I can still hear her going on loudly about me in the background while I stick a couple of the scotch eggs into the pan with the garlic butter and grub around for the rest of the starter ingredients. We'll deal with the mains and desserts later.
There's some ready-grated cheddar in the fridge door next to the piccalilli and pickled onions. It isn't actually cheddar, it's that half fat nonsense, but who's counting? I sprinkle some over the scotch eggs (giving my trade secrets away, here) and bang it all under the grill.
I plate up and bung on some wilted salad. Well, not wilted in the traditional sense, but this is gastronomy at the cutting edge, after all. It's pretty limp, anyway. I do one of those streaks of brown sauce that all the chefs do today. Not enough to satisfy, just enough to make the plate look a cross between dressy and messy so you wonder whether you can get away with licking it off before the waitress comes back. I daub a quenelle of piccalilli on each plate; they don't all stay as quenelles, mind, a few slump a little, but what the heck, I've got my mains to churn out, yet.

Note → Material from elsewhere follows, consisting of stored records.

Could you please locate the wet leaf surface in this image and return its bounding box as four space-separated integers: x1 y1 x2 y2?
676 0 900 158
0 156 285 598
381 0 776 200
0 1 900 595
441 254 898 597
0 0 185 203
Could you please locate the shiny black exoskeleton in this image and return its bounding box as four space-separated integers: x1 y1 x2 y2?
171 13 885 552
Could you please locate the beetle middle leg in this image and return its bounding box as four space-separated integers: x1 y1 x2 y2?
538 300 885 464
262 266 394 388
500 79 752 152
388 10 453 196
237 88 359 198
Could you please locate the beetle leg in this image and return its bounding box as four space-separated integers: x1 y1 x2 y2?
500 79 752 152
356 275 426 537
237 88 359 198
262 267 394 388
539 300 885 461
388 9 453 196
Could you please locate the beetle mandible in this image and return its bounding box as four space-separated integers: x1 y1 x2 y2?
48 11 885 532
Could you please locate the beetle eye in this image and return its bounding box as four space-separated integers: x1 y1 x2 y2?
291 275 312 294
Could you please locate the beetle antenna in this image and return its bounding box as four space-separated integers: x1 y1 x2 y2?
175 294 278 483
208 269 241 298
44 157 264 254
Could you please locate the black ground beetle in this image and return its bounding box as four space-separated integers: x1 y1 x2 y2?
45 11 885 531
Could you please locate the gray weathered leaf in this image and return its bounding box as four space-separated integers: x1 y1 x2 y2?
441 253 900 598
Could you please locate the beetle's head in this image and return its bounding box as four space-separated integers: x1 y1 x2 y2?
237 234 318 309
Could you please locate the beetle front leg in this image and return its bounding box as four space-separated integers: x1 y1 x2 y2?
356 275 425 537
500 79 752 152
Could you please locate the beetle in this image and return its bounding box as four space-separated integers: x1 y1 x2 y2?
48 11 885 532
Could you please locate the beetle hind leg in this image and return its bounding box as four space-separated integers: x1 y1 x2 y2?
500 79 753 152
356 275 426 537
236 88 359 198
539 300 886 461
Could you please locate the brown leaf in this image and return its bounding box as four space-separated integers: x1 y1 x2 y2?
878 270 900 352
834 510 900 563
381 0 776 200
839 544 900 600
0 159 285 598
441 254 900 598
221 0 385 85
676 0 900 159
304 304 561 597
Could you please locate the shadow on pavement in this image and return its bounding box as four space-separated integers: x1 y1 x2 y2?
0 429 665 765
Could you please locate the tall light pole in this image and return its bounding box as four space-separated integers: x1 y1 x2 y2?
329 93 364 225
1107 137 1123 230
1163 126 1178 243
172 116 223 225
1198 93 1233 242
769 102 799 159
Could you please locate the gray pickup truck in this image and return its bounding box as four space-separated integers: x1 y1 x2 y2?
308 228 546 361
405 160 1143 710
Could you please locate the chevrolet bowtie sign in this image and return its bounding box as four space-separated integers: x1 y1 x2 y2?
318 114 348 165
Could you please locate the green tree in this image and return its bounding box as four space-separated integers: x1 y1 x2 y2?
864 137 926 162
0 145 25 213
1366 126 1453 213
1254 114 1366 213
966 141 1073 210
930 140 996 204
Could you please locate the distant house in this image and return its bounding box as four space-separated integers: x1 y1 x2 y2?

“Here he is, the man himself,” I notice Jane is swaying slightly, even though she seems to have taken her heels off. Not too formal, casual but welcoming, that's our way. She helps me serve up and there's a real buzz starting round the room.
“Ladies and gents, I present our exclusive new starter, oeuf sauté with wilted salad and a quenelle of crudites à la moutarde jaune. A votre santé!” French GCSE comes in handy, at last. It never did in Ibiza.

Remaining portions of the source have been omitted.